A Time to Fight?August 18, 2008
Online news haven’t picked this out yet, but at least two municipalities in Lanao del Norte have been captured by Muslim MILF rebels.
Kolambugan’s Central School has been torched. Hostages, all of them Christian, have been lined up by the rebels to stand on the edge of the highway. Houses in Kauswagan are burning. People there are racing to the coasts for protection. A steady stream of refugees are being observed from the checkpoint to the city of Iligan. This is war.
People are now demanding retaliation. They are asking the mayor if they could take up arms. Gone is the docile air which characterized previous rebel incursions. In the past, the fighting was about ideology. Today, the people have realized that it is ultimately about land.
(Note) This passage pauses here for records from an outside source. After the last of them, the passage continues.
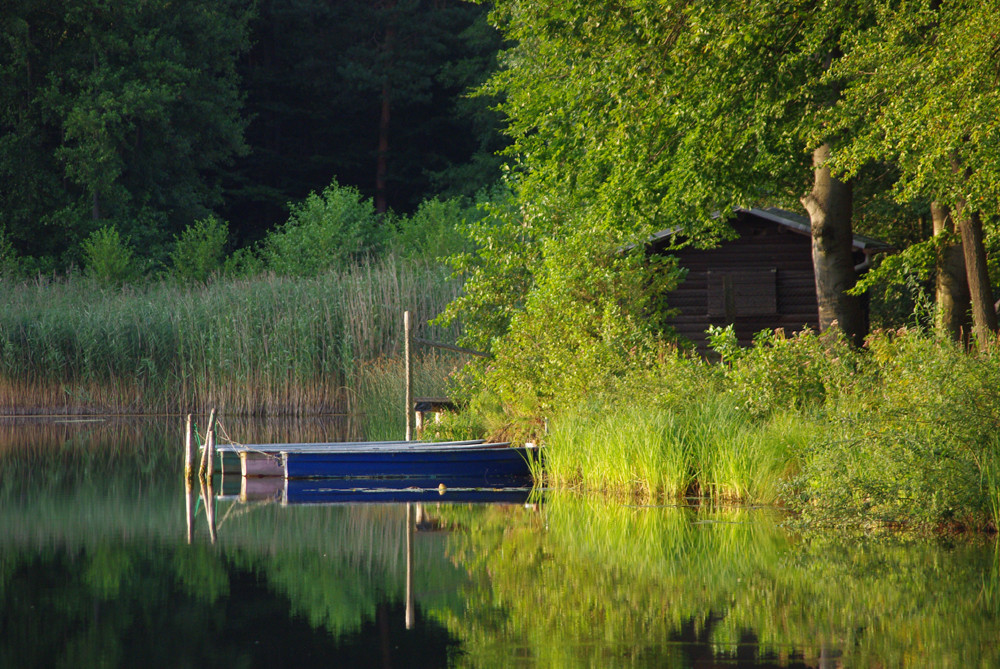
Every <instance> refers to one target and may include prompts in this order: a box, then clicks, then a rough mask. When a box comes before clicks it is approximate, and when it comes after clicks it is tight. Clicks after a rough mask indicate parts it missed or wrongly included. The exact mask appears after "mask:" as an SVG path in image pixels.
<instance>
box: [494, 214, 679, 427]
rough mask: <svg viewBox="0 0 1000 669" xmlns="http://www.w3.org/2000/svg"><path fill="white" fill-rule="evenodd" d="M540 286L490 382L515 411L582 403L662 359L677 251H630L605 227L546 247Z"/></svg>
mask: <svg viewBox="0 0 1000 669" xmlns="http://www.w3.org/2000/svg"><path fill="white" fill-rule="evenodd" d="M544 251H545V257H544V260H543V262H542V266H541V267H540V268H539V269H538V273H537V274H536V285H535V288H534V290H532V291H531V293H530V294H529V295H528V297H527V300H526V302H525V305H524V309H523V311H519V312H517V313H515V315H514V316H513V319H512V323H511V328H510V333H509V335H508V336H506V337H505V338H503V339H502V340H501V341H500V342H499V343H498V344H497V345H496V346H495V347H494V351H493V352H494V354H495V355H496V358H495V360H494V361H493V362H492V363H490V369H489V370H488V371H487V373H486V377H485V383H486V385H487V386H488V387H489V388H491V389H492V390H493V391H494V392H496V393H497V394H498V395H499V396H500V397H501V398H503V401H504V403H505V404H507V405H508V406H509V408H510V409H511V410H513V411H514V412H515V413H519V414H522V415H529V416H543V415H546V414H547V413H549V412H550V411H551V410H553V409H555V408H558V407H560V406H572V405H575V404H577V403H578V402H579V401H580V400H581V399H582V398H584V397H585V396H587V395H588V394H591V393H594V392H598V391H600V390H601V389H603V388H605V387H607V385H608V384H609V383H613V380H614V379H615V378H616V377H619V376H621V375H622V374H624V373H625V372H627V371H629V370H631V369H636V368H642V367H646V366H649V365H650V364H652V363H653V362H654V361H655V359H656V356H657V354H658V351H659V349H660V345H661V344H662V342H663V341H664V336H665V335H666V334H667V332H668V330H667V328H666V322H665V318H666V314H667V312H666V310H665V309H664V305H663V302H662V300H663V296H664V295H665V294H666V293H667V292H669V291H670V290H671V289H673V288H674V287H675V286H676V285H677V282H678V280H679V276H680V274H679V270H678V268H677V266H676V263H675V262H674V261H673V259H672V258H667V257H661V256H647V255H646V254H644V253H643V252H642V251H641V250H633V251H624V250H623V249H622V244H621V242H620V241H618V240H616V239H615V238H614V236H613V235H609V234H607V233H606V232H604V231H601V230H597V229H594V230H587V229H583V230H579V231H577V232H576V234H574V235H573V236H571V237H569V238H568V239H563V240H559V241H552V242H550V243H548V244H546V245H545V247H544Z"/></svg>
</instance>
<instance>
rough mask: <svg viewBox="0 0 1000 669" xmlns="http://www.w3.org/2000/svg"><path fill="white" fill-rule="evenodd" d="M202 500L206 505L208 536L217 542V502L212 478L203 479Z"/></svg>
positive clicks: (202, 487) (204, 504)
mask: <svg viewBox="0 0 1000 669" xmlns="http://www.w3.org/2000/svg"><path fill="white" fill-rule="evenodd" d="M199 483H200V485H201V501H202V504H204V505H205V520H206V521H208V537H209V539H211V541H212V543H213V544H214V543H215V504H214V503H213V502H214V501H215V500H214V496H215V495H214V493H213V491H212V479H208V480H207V481H206V480H205V479H201V481H199Z"/></svg>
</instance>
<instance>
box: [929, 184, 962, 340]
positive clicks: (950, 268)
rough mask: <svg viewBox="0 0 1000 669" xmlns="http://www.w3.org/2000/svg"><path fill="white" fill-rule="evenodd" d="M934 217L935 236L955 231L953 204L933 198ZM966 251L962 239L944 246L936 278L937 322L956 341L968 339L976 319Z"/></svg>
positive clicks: (938, 329)
mask: <svg viewBox="0 0 1000 669" xmlns="http://www.w3.org/2000/svg"><path fill="white" fill-rule="evenodd" d="M931 219H932V220H933V222H934V236H935V237H936V236H938V235H945V234H952V233H954V232H955V223H954V221H953V220H952V218H951V209H950V208H949V207H947V206H945V205H943V204H940V203H938V202H932V203H931ZM962 253H963V252H962V244H961V243H960V242H959V243H957V244H955V243H947V244H944V245H943V246H941V247H940V250H939V253H938V260H937V275H936V278H935V302H936V305H937V309H936V313H935V316H934V325H935V327H936V328H937V330H938V332H940V333H942V334H945V335H947V336H948V337H951V338H952V339H954V340H955V341H961V342H964V343H968V337H969V332H970V331H971V329H972V328H971V325H972V322H971V321H970V320H969V304H970V303H969V282H968V279H966V276H965V257H964V256H963V255H962Z"/></svg>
They do not want anyone to take over what is rightfully theirs.
To his benefit, the mayor has called to seek the path of peace and not to panic. This advice, however, would only show a short term effect.
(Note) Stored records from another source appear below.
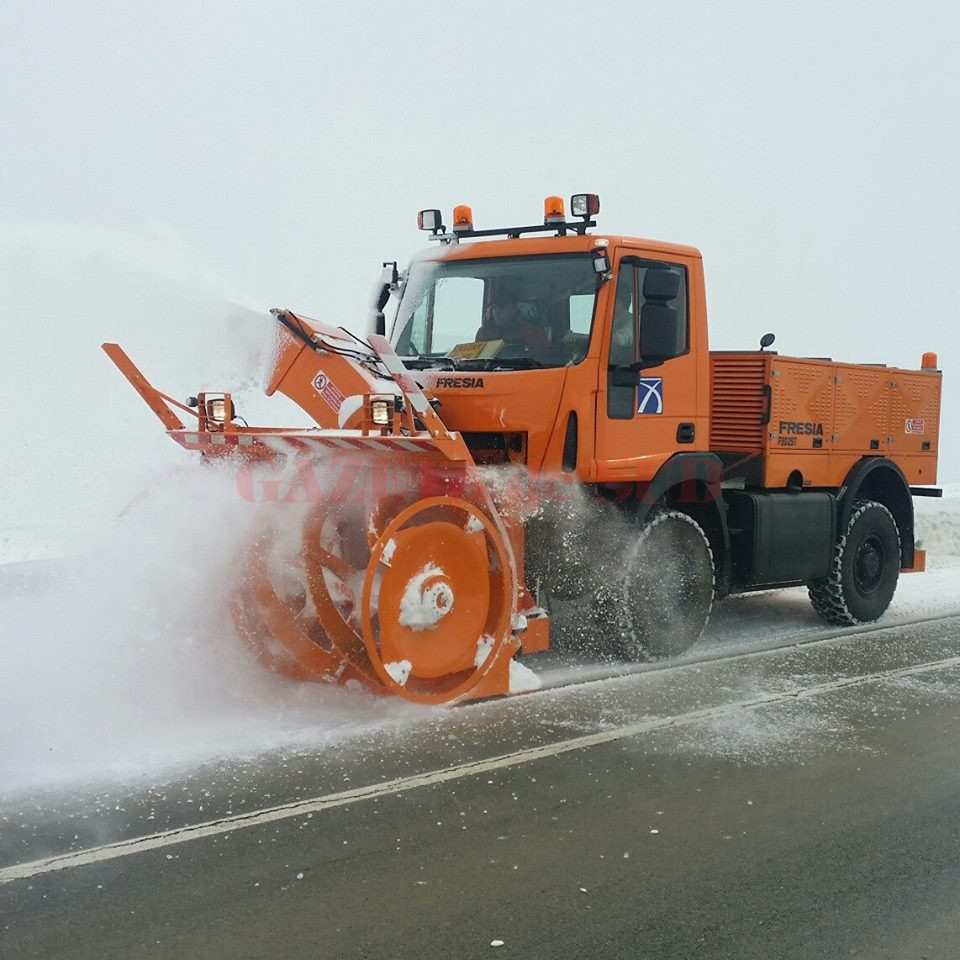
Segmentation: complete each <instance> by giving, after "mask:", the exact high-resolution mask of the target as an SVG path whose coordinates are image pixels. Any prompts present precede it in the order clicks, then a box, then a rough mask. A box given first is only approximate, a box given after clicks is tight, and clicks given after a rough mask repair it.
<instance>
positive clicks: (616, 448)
mask: <svg viewBox="0 0 960 960" xmlns="http://www.w3.org/2000/svg"><path fill="white" fill-rule="evenodd" d="M687 274H688V271H687V267H686V266H685V265H684V264H683V263H679V262H670V261H665V260H654V259H648V258H644V257H639V256H634V255H631V254H626V255H623V256H622V257H621V258H620V261H619V267H618V271H617V277H616V287H615V293H614V303H613V306H612V307H608V310H607V316H608V317H609V330H608V334H607V344H606V350H605V351H604V352H601V373H600V380H601V382H600V391H599V397H598V405H597V449H596V456H597V479H598V480H599V481H601V482H603V481H604V480H607V481H611V482H613V481H617V480H620V481H627V480H631V481H632V480H649V479H650V478H651V477H652V476H653V475H654V474H655V473H656V471H657V469H658V467H659V466H660V465H661V464H662V463H663V461H664V460H665V459H667V457H669V456H670V455H672V454H673V453H674V452H676V451H678V450H681V451H682V450H696V449H703V448H704V445H705V443H706V440H707V438H706V437H705V436H704V437H700V436H698V435H697V433H698V424H697V419H696V412H697V363H696V356H695V354H694V351H692V350H691V345H690V317H689V313H690V311H689V293H688V291H689V283H688V275H687ZM604 353H605V354H606V355H605V356H604ZM654 356H656V357H657V359H660V360H661V361H662V362H661V363H659V364H658V365H657V366H655V367H650V368H647V369H638V368H637V366H636V365H637V364H639V363H640V362H641V361H645V360H646V361H649V360H652V359H653V358H654ZM604 360H605V361H606V362H604ZM699 432H702V431H699Z"/></svg>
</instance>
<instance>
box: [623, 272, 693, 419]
mask: <svg viewBox="0 0 960 960" xmlns="http://www.w3.org/2000/svg"><path fill="white" fill-rule="evenodd" d="M688 350H689V319H688V316H687V273H686V270H685V268H684V267H682V266H681V265H680V264H677V263H666V262H661V261H657V260H642V259H640V258H639V257H624V258H623V259H622V260H621V261H620V271H619V274H618V276H617V286H616V293H615V300H614V307H613V316H612V319H611V323H610V351H609V361H608V372H607V416H609V417H610V418H612V419H618V420H629V419H631V418H632V417H633V416H634V414H635V413H636V407H637V387H636V386H635V385H632V384H631V385H627V384H624V383H623V382H622V377H623V371H624V370H625V368H628V367H630V365H631V364H636V363H638V362H640V361H642V360H644V359H652V358H653V357H658V358H663V359H664V360H666V359H670V358H673V357H678V356H681V355H683V354H685V353H687V352H688ZM644 354H646V357H645V356H644ZM618 369H619V370H620V371H621V383H620V384H615V383H614V372H615V371H616V370H618Z"/></svg>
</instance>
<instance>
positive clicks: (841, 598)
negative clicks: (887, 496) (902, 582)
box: [807, 500, 901, 627]
mask: <svg viewBox="0 0 960 960" xmlns="http://www.w3.org/2000/svg"><path fill="white" fill-rule="evenodd" d="M900 562H901V561H900V534H899V532H898V530H897V524H896V521H895V520H894V519H893V515H892V514H891V513H890V511H889V510H888V509H887V508H886V507H885V506H884V505H883V504H882V503H877V502H876V501H875V500H858V501H857V502H856V503H855V504H854V505H853V513H852V514H851V515H850V520H849V522H848V523H847V528H846V530H845V531H844V532H843V535H842V536H841V537H840V539H839V541H838V543H837V545H836V547H835V548H834V554H833V562H832V564H831V567H830V573H829V575H828V576H826V577H824V578H823V579H822V580H815V581H813V582H812V583H810V584H808V585H807V586H808V591H809V594H810V602H811V603H812V604H813V608H814V610H816V611H817V613H818V614H820V616H821V617H823V619H824V620H826V621H827V623H833V624H836V625H837V626H844V627H847V626H853V625H854V624H858V623H870V622H871V621H873V620H877V619H879V618H880V617H881V616H883V614H884V612H885V611H886V609H887V607H888V606H890V601H891V600H892V599H893V594H894V591H895V590H896V589H897V580H898V579H899V577H900Z"/></svg>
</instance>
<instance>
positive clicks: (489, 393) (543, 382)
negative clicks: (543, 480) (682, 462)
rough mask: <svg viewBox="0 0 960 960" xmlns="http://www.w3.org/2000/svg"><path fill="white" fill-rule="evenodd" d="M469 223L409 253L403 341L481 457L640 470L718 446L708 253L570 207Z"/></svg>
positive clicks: (512, 460)
mask: <svg viewBox="0 0 960 960" xmlns="http://www.w3.org/2000/svg"><path fill="white" fill-rule="evenodd" d="M557 199H558V198H548V209H547V213H548V214H549V204H550V201H551V200H553V201H555V200H557ZM460 209H462V208H460ZM548 219H549V218H548V217H545V221H548ZM468 222H470V224H471V225H470V227H468V228H466V229H464V228H463V227H464V225H463V224H462V223H461V224H460V227H461V229H460V230H459V231H457V230H456V229H455V231H454V232H453V233H452V234H447V233H446V232H445V231H444V232H442V233H441V232H438V233H437V234H436V236H437V238H438V240H439V242H438V244H437V247H435V248H433V249H429V250H427V251H425V252H424V253H422V254H421V255H420V256H418V257H417V258H415V259H414V260H413V262H412V263H411V264H410V267H409V270H408V273H407V276H406V281H405V283H404V285H403V291H402V296H401V300H400V304H399V308H398V310H397V313H396V317H395V320H394V324H393V329H392V334H391V340H392V342H393V344H394V347H395V349H396V351H397V353H398V354H399V355H400V356H401V357H402V358H403V361H404V364H405V365H406V366H407V367H408V368H409V369H411V370H413V371H415V376H416V377H417V378H418V379H419V380H420V382H421V385H422V386H423V388H424V390H425V392H426V393H427V395H428V396H429V397H431V398H432V399H434V401H435V402H438V403H439V408H440V412H441V416H442V417H443V420H444V423H446V424H447V426H448V427H449V428H450V429H453V430H457V431H460V432H461V433H463V434H464V436H465V438H466V440H467V443H468V445H469V446H470V448H471V451H472V452H473V454H474V457H475V458H476V459H477V460H478V461H486V462H491V461H496V460H503V461H513V462H519V463H523V464H525V465H526V466H527V468H528V469H531V470H534V471H545V472H554V471H566V472H568V473H575V474H576V475H577V477H578V478H579V479H580V480H581V481H582V482H585V483H597V484H607V483H611V484H616V483H621V482H631V483H636V482H643V481H645V480H649V479H651V478H652V477H653V476H654V475H655V474H656V473H657V471H658V469H659V468H660V467H661V466H662V465H663V464H664V462H665V461H666V460H668V459H669V458H670V457H671V456H672V455H673V454H674V453H676V452H677V451H696V450H705V449H707V445H708V439H709V427H708V420H709V377H710V369H709V356H708V344H707V325H706V311H705V298H704V290H703V268H702V260H701V257H700V253H699V251H697V250H696V249H694V248H693V247H687V246H680V245H675V244H666V243H661V242H657V241H652V240H642V239H636V238H631V237H621V236H602V235H601V236H595V235H587V234H586V233H585V231H583V230H582V229H578V228H581V227H582V226H583V225H582V224H579V223H574V224H567V223H566V221H563V220H560V221H555V222H554V223H549V222H547V223H545V225H543V226H538V227H536V228H534V227H529V228H506V229H505V230H504V231H497V232H495V231H490V233H499V235H498V236H496V237H483V239H481V238H480V237H477V239H476V240H474V239H473V238H474V237H475V236H476V235H477V234H480V235H481V236H483V234H484V233H485V232H483V231H474V230H473V228H472V217H471V218H470V220H469V221H468ZM456 226H457V224H456V219H455V227H456ZM544 230H548V231H549V232H551V233H552V234H553V235H552V236H543V235H542V232H543V231H544ZM573 231H576V232H573ZM571 233H573V235H571ZM504 234H506V236H504ZM467 241H470V242H467ZM491 424H496V425H497V427H498V429H497V430H494V431H492V430H491Z"/></svg>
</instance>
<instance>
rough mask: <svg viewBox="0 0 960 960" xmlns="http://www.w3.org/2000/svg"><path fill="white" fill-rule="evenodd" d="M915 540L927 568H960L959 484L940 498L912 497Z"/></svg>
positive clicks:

If your city is being bombed, would you not fight?
If your house is being burned, would you not fight?
If your friends, neighbors, and relatives are held up as hostage; would you not fight?
If your government has sold your land to rebels, would you not fight?
If it refuses to give air support several hours even a day after the fighting has erupted, would you not fight?
And if it has abandoned you to suffer in the hands of the rebels to teach you a lesson for protesting against a “peace treaty”, would you not fight?
The government should act now, or the people will. Whatever laws protecting rebels from the hands of civilians would be disregarded in favor of the law of self defense. During the Muslim uprising in the 1970s the military dutifully aided the loyal population against the rebels. In this current uprising, the government has dilly-dallied to perform its duty for the protection of its people. It took popular uproar to begin the military offensive against rebels occupying North Cotabato towns, and to think the rebels had been there for over a month! It remains to be seen how long the government would respond to this occupation.
The Vice Governor of North Cotabato may indeed be speaking the truth. The government may have abandoned us as fodder for the rebels. We know there is a time for peace, is it now the time to fight?
PS As of current report, there was a conference of Catholic priests in Kolambugan. One priest is said to have been captured and is being held hostage.
PPS As of current report, this priest has managed to hide along with 5 other priests. Several hostages, however, have been killed. The military has given the go signal for the civilians to be vigilant.